The literature primarily cites the use of monoaminergic agents to treat sexual side effects from serotonergic reuptake inhibitors (SSRIs), with bupropion, buspirone and ropinirole providing the most convincing evidence. Controlled trials have shown that bupropion improves overall sexual dysfunction, but not frequency of sexual activity in depressed and nondepressed patients. Nefazodone and apomorphine have been used to treat sexual dysfunction, but their use is limited by significant side effect and safety profiles. New research on pharmacologic agents with subtype selectivity at dopaminergic and serotonergic receptors and those that possess dual mechanisms of action are being investigated.
There has been tremendous progress over the past 50 years in understanding the role of monoamines in sexual function and the effect of pharmacologic agents which stimulate or antagonize monoaminergic receptors on sexual dysfunction. Nevertheless, large, double-blind, placebo-controlled studies evaluating the efficacy of currently available agents in populations without comorbid disorders are limited, preventing adequate interpretation of data. Continued research on sexual function and specific receptor subtypes will result in the development of more selective pharmacologic agents with the goal of increasing efficacy without the dose-limiting side effects of nonselective agents.

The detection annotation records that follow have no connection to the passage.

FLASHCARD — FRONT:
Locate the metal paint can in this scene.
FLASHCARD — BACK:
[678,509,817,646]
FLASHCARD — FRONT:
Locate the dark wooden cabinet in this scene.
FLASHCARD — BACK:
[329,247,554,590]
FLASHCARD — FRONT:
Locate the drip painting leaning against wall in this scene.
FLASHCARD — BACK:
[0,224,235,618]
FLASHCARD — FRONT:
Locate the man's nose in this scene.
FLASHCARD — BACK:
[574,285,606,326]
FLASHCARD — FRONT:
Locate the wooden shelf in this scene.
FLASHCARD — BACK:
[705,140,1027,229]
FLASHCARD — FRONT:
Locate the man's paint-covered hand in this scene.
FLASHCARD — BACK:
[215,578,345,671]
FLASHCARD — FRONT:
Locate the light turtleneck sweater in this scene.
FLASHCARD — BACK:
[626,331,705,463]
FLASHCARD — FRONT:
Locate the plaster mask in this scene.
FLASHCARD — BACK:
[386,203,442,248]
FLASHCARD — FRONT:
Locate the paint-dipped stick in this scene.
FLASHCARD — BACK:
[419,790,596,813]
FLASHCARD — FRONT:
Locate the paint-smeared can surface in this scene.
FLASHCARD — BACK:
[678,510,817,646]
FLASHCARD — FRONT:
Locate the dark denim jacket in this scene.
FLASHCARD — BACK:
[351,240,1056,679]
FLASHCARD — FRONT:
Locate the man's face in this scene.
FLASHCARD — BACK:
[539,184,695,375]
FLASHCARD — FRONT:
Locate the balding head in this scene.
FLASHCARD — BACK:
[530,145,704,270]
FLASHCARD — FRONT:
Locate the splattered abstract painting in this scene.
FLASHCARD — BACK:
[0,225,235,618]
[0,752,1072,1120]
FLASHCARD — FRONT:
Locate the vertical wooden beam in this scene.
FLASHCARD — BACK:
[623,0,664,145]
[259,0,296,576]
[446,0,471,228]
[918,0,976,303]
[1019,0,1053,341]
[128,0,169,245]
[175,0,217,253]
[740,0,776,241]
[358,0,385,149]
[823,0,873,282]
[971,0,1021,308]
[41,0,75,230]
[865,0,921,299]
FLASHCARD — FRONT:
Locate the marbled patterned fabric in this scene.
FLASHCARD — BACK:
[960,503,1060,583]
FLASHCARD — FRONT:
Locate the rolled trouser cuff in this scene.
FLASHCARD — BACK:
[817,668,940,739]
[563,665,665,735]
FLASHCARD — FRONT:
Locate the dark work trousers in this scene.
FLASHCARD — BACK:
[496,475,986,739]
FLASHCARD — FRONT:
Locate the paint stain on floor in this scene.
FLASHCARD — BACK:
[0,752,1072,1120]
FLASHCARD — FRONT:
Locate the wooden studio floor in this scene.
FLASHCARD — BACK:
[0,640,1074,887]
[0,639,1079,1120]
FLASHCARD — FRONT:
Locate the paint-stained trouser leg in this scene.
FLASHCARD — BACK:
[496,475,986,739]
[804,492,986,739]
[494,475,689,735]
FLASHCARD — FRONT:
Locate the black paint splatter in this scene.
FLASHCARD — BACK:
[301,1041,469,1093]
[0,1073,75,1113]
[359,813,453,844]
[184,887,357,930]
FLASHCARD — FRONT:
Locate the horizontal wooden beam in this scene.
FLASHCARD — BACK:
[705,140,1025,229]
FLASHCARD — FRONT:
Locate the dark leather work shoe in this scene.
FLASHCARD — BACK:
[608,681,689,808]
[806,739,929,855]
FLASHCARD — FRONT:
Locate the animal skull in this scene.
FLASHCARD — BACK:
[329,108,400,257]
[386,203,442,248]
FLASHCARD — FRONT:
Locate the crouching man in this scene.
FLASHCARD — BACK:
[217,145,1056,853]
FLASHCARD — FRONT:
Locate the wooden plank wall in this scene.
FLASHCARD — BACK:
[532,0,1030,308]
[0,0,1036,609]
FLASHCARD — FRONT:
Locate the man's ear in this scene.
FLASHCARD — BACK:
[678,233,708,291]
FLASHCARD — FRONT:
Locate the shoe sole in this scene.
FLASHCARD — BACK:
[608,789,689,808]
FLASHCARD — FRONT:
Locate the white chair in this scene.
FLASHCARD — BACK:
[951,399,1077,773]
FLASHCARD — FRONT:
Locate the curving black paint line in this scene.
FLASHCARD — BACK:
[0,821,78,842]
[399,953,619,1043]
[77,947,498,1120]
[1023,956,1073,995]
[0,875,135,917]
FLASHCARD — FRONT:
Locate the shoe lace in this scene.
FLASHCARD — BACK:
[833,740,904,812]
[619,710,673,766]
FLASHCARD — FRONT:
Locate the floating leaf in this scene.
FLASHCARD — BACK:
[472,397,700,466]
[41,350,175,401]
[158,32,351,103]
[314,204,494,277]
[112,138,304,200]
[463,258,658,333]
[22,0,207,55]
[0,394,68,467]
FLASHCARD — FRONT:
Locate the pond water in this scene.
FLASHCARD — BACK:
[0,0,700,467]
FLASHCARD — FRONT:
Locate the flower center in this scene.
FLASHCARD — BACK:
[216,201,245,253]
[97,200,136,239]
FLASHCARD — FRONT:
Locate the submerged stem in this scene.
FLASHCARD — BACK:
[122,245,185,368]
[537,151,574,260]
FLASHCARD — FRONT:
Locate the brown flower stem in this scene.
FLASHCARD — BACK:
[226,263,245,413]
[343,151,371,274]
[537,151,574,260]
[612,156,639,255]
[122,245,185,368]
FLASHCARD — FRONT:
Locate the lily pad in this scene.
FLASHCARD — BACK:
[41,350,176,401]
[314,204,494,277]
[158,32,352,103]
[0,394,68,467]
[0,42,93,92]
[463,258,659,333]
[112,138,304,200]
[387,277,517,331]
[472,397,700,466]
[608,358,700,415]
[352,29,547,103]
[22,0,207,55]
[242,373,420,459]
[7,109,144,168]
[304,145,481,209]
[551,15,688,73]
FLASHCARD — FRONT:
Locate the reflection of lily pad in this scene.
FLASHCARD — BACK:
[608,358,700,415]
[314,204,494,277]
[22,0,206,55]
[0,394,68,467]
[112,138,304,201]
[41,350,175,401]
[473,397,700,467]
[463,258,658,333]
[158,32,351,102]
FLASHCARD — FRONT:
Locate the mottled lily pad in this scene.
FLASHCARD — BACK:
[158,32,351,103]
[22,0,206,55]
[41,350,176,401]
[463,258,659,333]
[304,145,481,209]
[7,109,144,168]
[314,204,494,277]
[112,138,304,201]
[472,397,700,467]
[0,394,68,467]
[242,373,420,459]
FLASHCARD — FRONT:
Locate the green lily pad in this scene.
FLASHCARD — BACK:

单胺神经递质血清素、多巴胺和去甲肾上腺素在许多医学和心理状况中发挥着重要作用,包括性反应和行为。调节单胺的药物可能有助于缓解性功能障碍。
概述调节单胺的药物及其在治疗性功能障碍中的应用。
使用关键词“性功能障碍”、“单胺”、“单胺能受体”和“药物通用名”,在 EMBASE 和 PubMed 上搜索 1950 年至 2010 年期间发表的文章。
评估评估用于治疗性功能障碍的单胺药理药物疗效的文献。
文献主要引用单胺能药物治疗血清素再摄取抑制剂(SSRIs)引起的性功能障碍,其中安非他酮、丁螺环酮和罗匹尼罗提供了最有说服力的证据。对照试验表明,安非他酮可改善抑郁和非抑郁患者的整体性功能障碍,但不能提高性行为频率。奈法唑酮和阿扑吗啡已被用于治疗性功能障碍,但由于严重的副作用和安全性问题,其应用受到限制。目前正在研究具有多巴胺和血清素受体亚型选择性以及具有双重作用机制的新型药物。
在过去的 50 年中,人们对单胺在性功能中的作用以及刺激或拮抗单胺能受体的药物对性功能障碍的影响有了巨大的认识。尽管如此,评估目前可用药物在无合并症人群中的疗效的大型、双盲、安慰剂对照研究有限,这使得对数据的充分解释变得困难。对性功能和特定受体亚型的持续研究将导致开发出更具选择性的药物,其目的是在不限制非选择性药物剂量限制副作用的情况下提高疗效。